Procede la Sala a resolver la impugnación presentada por el accionante EDUARDO BARRIOS VALENCIA contra el fallo de tutela de 7 de febrero de 2018, proferido por la Sala Penal del Tribunal Superior de Bucaramanga, a través del cual le negó el amparo de los derechos fundamentales al debido proceso y defensa, presuntamente vulnerado por el Juzgado Tercero Penal del Circuito Especializado de Bucaramanga, dentro del proceso penal que se sigue en su contra por los presuntos delitos de hurto calificado y agravado, enriquecimiento ilícito de particulares, falsedad material en documento público y concierto para delinquir agravado.
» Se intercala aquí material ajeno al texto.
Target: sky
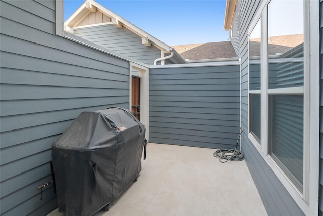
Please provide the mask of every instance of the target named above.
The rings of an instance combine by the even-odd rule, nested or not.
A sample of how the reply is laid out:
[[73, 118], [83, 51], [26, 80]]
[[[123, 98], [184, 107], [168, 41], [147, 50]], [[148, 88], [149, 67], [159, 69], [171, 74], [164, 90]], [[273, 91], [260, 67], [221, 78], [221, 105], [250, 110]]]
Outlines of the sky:
[[[85, 0], [64, 0], [66, 20]], [[169, 46], [227, 41], [226, 0], [96, 0]]]

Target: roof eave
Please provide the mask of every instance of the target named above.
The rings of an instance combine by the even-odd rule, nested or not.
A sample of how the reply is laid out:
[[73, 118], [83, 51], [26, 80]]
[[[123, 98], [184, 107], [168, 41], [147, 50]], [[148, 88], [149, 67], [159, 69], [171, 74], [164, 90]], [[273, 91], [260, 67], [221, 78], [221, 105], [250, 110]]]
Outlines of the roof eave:
[[231, 29], [233, 14], [237, 0], [227, 0], [226, 3], [226, 11], [224, 15], [224, 23], [223, 29], [229, 30]]
[[165, 43], [161, 41], [153, 36], [148, 34], [141, 28], [138, 28], [131, 22], [123, 19], [117, 14], [107, 9], [102, 5], [93, 0], [86, 0], [72, 15], [71, 15], [67, 20], [66, 20], [66, 21], [64, 22], [65, 25], [70, 27], [70, 28], [73, 28], [74, 25], [77, 24], [76, 22], [80, 20], [80, 19], [83, 19], [85, 16], [90, 12], [90, 11], [86, 8], [86, 3], [87, 2], [90, 2], [91, 4], [93, 6], [97, 8], [97, 9], [99, 9], [100, 11], [109, 15], [109, 16], [117, 19], [119, 21], [121, 22], [122, 23], [122, 25], [126, 28], [132, 31], [135, 34], [149, 39], [154, 44], [167, 50], [167, 51], [170, 51], [171, 50], [171, 47]]

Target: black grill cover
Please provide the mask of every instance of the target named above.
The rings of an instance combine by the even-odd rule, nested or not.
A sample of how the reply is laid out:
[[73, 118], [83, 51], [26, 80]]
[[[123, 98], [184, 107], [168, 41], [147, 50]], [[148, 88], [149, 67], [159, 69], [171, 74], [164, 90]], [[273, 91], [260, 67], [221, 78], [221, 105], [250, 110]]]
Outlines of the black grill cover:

Al trámite de tutela fue vinculada la Fiscalía 2° Especializada de Bucaramanga y el defensor público Jairo Albero Abril.
FUNDAMENTOS DE LA DEMANDA
Informa el accionante que en su contra se sigue proceso penal por los presuntos delitos de hurto calificado y agravado, enriquecimiento ilícito de particulares, falsedad material en documento público y concierto para delinquir agravado, ante el Juzgado Tercero Penal del Circuito Especializado de Bucaramanga.
Refiere que el 9 de mayo de 2017 fue instalada la audiencia de juicio oral y público en su contra, en cuyo curso hubo problemas técnicos por una baja de luz, lo cual complicó grabar en audio el curso de la misma, sin que exista un registro oficial de la misma, cuya situación quebrante sus derechos fundamentales, al desconocer los términos de la instalación del juicio y la teoría del caso de la Fiscalía.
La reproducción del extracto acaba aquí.